0.3 Tiga

58 11 50
                                    

Rooftop adalah tempat paling menyenangkan menurut Darel. Suasana yang tenang dan jauh dari pandangan banyak orang membuatnya betah berlama-lama.

Semilir angin sekaligus alunan musik yang keluar dari ponselnya benar-benar mendukung perasaannya saat ini. Dia berdiri dari duduknya. Membuang putung rokok dari sela jemari, kemudian berjalan menuju pinggiran rooftop.

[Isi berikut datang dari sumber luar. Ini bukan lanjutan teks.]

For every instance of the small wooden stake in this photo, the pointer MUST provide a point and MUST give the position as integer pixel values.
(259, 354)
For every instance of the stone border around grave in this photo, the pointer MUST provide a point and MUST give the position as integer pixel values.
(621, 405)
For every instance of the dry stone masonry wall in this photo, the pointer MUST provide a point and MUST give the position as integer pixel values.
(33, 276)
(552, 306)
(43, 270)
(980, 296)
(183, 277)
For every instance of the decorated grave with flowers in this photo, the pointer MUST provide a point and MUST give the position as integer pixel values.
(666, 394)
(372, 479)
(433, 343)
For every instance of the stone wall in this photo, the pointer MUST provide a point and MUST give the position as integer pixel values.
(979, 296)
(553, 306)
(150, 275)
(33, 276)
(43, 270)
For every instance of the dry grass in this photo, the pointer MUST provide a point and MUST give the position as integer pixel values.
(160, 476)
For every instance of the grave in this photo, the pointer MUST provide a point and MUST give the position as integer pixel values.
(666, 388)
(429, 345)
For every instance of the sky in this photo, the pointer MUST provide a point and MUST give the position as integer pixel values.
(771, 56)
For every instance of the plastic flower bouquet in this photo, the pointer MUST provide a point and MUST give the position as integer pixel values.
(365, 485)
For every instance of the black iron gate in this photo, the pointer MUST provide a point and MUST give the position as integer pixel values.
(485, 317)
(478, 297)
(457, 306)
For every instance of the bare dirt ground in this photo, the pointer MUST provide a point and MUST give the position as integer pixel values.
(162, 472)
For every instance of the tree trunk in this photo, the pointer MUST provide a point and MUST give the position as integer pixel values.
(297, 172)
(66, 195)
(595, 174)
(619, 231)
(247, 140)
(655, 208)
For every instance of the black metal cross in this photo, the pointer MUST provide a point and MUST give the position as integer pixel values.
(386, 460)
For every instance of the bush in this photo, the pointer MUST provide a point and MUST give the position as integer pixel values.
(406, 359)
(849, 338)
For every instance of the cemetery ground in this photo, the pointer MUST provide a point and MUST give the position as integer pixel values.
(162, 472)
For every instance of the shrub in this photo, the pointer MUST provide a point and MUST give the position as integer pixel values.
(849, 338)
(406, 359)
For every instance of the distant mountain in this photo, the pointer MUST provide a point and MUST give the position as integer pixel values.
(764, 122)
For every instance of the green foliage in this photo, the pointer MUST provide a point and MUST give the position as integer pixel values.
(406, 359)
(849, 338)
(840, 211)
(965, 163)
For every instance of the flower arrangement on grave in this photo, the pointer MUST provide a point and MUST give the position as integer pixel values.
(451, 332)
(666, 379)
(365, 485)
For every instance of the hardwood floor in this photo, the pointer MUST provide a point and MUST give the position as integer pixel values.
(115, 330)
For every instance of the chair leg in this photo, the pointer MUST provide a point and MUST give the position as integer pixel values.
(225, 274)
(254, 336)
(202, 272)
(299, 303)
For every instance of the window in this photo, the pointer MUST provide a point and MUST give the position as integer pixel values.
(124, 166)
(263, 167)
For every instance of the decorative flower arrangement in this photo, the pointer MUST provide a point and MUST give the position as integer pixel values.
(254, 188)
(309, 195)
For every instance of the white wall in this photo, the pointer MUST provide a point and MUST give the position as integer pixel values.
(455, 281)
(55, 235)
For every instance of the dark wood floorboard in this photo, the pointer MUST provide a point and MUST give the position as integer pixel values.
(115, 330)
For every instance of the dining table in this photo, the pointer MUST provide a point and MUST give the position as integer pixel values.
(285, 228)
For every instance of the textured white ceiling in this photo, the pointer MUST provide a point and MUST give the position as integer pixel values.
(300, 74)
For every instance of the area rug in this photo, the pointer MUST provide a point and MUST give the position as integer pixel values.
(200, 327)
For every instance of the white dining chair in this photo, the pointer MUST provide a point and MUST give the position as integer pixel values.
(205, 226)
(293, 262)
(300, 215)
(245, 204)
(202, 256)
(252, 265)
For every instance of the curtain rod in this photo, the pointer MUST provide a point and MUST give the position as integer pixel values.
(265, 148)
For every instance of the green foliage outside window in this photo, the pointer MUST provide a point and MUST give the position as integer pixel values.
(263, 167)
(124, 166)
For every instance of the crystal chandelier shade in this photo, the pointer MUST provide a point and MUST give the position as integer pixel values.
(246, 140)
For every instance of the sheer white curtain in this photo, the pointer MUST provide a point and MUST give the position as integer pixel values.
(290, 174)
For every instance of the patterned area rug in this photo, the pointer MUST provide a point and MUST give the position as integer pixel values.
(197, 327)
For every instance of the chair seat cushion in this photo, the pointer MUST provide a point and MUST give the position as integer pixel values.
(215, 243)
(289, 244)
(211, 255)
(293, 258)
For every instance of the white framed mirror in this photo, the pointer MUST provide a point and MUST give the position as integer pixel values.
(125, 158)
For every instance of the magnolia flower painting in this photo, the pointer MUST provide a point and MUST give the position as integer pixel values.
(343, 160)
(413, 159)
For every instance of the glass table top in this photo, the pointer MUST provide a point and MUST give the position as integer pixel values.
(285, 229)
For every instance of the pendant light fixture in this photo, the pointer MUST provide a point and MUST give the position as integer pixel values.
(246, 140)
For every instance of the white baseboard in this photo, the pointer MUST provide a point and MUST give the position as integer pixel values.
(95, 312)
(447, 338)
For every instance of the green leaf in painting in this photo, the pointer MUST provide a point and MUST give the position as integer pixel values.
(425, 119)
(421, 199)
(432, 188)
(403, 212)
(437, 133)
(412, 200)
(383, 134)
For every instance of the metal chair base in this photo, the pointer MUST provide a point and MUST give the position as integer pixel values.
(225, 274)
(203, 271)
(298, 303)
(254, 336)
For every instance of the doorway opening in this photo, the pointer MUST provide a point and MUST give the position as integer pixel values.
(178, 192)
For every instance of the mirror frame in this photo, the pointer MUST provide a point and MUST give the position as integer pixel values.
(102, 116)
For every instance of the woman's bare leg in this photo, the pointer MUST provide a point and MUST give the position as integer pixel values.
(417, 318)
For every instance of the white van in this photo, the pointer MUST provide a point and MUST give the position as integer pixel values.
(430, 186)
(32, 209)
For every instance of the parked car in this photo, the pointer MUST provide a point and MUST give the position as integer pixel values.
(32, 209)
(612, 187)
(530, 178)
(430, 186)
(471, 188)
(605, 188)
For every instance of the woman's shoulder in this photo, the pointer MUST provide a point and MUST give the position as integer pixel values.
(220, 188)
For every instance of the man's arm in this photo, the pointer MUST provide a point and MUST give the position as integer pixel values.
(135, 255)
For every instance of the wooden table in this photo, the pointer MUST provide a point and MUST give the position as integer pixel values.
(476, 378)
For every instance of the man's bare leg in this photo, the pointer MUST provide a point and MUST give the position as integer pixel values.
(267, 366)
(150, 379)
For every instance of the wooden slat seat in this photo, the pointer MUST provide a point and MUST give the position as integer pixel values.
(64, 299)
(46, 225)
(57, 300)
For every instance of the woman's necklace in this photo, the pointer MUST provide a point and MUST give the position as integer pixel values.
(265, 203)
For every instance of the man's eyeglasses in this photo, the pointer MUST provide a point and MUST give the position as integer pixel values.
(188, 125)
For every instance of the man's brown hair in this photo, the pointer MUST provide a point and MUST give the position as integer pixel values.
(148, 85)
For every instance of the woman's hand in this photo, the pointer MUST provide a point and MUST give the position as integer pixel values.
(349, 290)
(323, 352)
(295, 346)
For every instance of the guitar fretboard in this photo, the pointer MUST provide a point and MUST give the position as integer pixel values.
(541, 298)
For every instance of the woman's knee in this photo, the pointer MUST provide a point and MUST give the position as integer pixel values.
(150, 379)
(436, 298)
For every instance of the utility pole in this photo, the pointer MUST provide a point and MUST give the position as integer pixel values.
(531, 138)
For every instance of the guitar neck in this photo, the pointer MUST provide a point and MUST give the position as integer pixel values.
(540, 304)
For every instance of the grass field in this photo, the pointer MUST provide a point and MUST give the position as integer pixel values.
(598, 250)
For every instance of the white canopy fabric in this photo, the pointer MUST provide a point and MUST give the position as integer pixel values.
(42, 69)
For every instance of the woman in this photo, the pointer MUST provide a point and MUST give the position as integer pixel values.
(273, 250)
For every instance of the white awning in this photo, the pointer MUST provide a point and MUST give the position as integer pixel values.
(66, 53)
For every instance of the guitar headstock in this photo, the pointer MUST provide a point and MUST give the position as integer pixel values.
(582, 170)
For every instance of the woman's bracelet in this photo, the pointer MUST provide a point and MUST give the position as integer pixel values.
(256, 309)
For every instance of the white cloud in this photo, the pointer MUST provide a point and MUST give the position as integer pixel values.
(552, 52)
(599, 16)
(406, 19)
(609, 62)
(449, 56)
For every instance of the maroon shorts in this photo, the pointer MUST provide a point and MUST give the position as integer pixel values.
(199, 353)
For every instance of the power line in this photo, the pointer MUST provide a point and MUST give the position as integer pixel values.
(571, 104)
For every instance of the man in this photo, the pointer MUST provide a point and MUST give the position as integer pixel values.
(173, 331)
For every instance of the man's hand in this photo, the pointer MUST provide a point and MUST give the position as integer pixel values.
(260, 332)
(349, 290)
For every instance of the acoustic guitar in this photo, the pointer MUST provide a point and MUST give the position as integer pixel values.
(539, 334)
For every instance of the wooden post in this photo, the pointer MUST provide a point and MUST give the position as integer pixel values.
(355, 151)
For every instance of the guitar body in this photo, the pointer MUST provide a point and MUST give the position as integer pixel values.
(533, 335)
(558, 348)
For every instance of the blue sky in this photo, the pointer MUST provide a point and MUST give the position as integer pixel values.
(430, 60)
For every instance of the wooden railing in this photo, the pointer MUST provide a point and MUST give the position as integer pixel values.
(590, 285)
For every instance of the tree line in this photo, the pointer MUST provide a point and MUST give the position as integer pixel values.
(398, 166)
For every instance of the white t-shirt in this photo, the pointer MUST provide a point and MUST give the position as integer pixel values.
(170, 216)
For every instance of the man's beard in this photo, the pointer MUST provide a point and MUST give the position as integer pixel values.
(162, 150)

"In other words, Hold my hand," ucap Darel mengikuti alunan lagu dari ponselnya. "In other words, Darling, kiss me," lanjut Darel sembari mencolek dagu Attala saat melewatinya.

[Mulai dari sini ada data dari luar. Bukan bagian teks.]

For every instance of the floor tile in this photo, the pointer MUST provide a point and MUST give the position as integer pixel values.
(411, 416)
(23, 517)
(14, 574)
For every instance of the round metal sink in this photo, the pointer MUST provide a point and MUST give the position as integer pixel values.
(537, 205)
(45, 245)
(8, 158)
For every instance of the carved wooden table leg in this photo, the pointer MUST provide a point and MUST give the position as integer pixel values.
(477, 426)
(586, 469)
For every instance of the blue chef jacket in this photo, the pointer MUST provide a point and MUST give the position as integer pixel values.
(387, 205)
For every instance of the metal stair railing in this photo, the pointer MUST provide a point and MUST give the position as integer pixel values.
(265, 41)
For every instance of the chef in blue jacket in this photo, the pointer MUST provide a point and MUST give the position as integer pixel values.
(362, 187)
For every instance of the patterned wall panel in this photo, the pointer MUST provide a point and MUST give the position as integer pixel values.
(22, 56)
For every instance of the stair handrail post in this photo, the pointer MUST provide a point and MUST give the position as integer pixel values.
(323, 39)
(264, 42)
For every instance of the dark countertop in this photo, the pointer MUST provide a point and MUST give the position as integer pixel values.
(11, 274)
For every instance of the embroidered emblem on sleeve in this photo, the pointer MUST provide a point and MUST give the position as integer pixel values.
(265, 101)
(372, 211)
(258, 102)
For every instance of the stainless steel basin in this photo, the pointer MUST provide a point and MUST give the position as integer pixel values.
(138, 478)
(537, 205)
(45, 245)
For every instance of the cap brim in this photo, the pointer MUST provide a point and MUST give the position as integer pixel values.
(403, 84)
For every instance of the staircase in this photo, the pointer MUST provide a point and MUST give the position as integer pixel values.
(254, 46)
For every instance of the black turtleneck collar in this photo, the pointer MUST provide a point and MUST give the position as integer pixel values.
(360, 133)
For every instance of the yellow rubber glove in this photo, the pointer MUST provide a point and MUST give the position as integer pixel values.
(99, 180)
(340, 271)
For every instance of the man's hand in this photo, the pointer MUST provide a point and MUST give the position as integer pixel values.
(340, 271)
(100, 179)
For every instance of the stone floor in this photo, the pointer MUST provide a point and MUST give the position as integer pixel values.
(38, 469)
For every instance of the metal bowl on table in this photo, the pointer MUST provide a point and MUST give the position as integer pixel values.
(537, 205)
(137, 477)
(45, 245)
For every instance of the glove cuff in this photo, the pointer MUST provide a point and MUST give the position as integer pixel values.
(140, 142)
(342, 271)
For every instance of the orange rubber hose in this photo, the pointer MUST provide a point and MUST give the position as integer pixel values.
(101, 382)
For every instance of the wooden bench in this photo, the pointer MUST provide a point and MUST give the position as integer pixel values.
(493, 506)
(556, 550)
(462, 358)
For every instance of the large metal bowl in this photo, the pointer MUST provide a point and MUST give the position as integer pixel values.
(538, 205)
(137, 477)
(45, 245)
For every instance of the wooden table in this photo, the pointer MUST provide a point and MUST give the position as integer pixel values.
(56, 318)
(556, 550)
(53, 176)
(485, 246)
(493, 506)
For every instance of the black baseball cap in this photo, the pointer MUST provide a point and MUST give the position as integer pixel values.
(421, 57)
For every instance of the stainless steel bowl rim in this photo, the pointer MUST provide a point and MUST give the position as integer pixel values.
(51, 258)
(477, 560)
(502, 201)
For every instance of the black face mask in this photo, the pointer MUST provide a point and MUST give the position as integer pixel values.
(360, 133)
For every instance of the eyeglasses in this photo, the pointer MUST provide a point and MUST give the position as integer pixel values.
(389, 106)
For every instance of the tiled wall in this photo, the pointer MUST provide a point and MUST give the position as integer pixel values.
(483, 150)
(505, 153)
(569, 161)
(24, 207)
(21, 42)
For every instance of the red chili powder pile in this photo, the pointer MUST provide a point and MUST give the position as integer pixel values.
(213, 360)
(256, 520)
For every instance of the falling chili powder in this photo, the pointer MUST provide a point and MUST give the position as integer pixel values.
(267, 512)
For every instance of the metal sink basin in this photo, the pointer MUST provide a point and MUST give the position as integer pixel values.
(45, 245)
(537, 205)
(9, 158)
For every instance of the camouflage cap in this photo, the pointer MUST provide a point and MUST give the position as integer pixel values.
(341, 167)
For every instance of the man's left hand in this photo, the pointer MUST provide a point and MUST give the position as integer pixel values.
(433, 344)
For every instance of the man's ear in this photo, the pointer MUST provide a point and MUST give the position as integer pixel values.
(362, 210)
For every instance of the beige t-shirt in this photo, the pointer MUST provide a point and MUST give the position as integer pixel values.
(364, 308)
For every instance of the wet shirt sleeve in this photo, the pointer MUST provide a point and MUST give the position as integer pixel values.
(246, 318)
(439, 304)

"Eh, lo apaan sih, De!" Attala mengusap-usap dagu bekas colekan Darel.

"Kayaknya ada yang nggak beres sama otak Darel," sahut Damar disertai kepulan asap keluar dari mulutnya. 

"Yep. Sejak kapan juga dia suka lagu menye-menye gitu."

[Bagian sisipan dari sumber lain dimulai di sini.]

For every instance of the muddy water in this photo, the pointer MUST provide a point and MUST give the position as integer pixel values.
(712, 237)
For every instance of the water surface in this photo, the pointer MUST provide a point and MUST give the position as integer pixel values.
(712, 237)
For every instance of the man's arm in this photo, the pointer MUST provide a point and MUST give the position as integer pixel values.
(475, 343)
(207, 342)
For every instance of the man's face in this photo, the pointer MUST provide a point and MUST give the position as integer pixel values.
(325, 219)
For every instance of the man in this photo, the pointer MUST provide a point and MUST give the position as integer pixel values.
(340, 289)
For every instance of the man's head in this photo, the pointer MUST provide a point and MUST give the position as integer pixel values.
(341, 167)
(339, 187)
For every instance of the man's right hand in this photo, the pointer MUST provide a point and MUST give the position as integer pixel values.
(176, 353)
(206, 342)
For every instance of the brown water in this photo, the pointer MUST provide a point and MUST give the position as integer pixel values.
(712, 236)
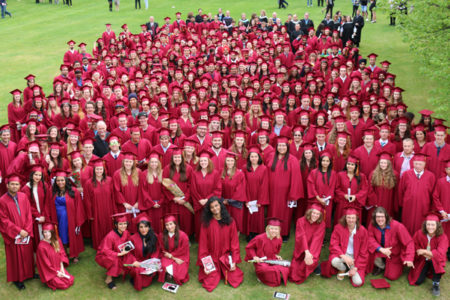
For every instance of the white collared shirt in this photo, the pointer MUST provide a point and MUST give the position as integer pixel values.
(350, 250)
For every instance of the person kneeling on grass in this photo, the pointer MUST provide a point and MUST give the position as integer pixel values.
(309, 235)
(267, 246)
(218, 240)
(431, 247)
(348, 250)
(51, 259)
(146, 247)
(390, 245)
(109, 256)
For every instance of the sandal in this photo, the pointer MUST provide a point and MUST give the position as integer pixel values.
(112, 285)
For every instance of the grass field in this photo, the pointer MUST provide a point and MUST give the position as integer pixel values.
(34, 41)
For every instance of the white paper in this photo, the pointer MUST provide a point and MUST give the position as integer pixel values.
(169, 269)
(253, 206)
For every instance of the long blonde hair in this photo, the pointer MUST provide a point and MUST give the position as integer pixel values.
(124, 175)
(150, 178)
(386, 178)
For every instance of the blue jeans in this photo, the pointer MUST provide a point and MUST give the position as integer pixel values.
(4, 11)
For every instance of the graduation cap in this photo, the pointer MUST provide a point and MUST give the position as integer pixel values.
(380, 283)
(274, 221)
(12, 177)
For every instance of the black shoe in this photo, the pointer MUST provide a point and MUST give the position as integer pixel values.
(376, 271)
(436, 291)
(20, 286)
(318, 270)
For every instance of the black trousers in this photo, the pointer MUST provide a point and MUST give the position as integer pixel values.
(425, 270)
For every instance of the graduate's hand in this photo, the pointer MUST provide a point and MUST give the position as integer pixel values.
(233, 267)
(178, 261)
(348, 260)
(386, 251)
(122, 253)
(409, 264)
(136, 264)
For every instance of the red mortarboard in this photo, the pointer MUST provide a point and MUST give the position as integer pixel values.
(274, 221)
(12, 177)
(380, 283)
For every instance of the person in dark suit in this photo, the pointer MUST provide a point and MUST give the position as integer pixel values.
(152, 26)
(101, 147)
(328, 22)
(330, 5)
(306, 23)
(199, 17)
(358, 22)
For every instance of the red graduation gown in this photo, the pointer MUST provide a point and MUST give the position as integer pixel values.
(317, 187)
(203, 188)
(234, 188)
(185, 217)
(48, 262)
(112, 165)
(359, 190)
(415, 198)
(126, 194)
(436, 163)
(100, 207)
(76, 218)
(367, 161)
(152, 194)
(180, 272)
(107, 253)
(441, 200)
(35, 212)
(308, 236)
(137, 254)
(219, 241)
(257, 188)
(7, 154)
(382, 196)
(262, 246)
(402, 245)
(19, 258)
(438, 246)
(338, 246)
(284, 186)
(16, 114)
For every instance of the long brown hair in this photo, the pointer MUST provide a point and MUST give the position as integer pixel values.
(166, 237)
(173, 169)
(134, 175)
(385, 178)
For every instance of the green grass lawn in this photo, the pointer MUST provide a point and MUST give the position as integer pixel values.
(34, 41)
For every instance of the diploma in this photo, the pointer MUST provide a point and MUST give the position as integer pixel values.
(253, 206)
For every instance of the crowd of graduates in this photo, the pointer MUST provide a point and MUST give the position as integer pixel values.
(257, 133)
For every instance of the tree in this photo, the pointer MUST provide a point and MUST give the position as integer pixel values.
(425, 27)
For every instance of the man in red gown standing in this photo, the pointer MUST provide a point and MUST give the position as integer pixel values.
(219, 240)
(16, 224)
(415, 191)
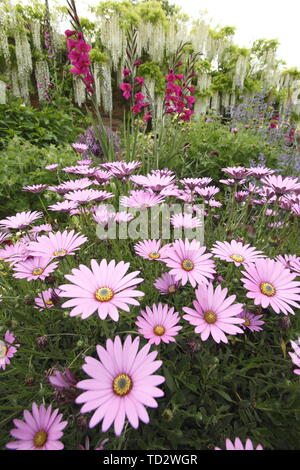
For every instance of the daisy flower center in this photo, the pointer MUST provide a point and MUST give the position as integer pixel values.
(187, 265)
(3, 350)
(37, 271)
(159, 330)
(154, 255)
(60, 253)
(267, 289)
(104, 294)
(210, 317)
(122, 384)
(40, 438)
(237, 258)
(172, 289)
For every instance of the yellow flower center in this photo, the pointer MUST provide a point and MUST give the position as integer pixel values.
(172, 289)
(210, 317)
(154, 255)
(122, 384)
(40, 438)
(237, 258)
(3, 349)
(159, 330)
(60, 253)
(104, 294)
(37, 271)
(267, 289)
(187, 265)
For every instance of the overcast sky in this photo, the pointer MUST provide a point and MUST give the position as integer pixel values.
(254, 19)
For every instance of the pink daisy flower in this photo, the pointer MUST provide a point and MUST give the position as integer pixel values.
(251, 321)
(65, 206)
(270, 284)
(296, 355)
(214, 314)
(141, 200)
(185, 221)
(74, 185)
(159, 324)
(34, 268)
(42, 228)
(121, 384)
(281, 185)
(44, 299)
(166, 284)
(236, 252)
(151, 249)
(237, 445)
(189, 262)
(52, 167)
(40, 430)
(7, 350)
(36, 188)
(104, 289)
(57, 244)
(20, 220)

"Sejak denger bidadari surga nyanyiin lagu itu."

Kemarin secara tidak sengaja Darel mendengar Dira menggumamkan lagu itu saat melewatinya turun dari tangga—hendak pulang.

"Shit! Bidadari, Mar!" cibir Attala seraya memukul kepala Damar.

"Asem, gue bakar tangan lo ya!" ancam Damar dengan menjulurkan ujung rokok yang masih membara ke arah Attala, yang dengan cekatan memundurkan diri.

"Geli gue lama-lama sama dia."

"Sama. Sekalinya jatuh cinta lebaynya minta ampun."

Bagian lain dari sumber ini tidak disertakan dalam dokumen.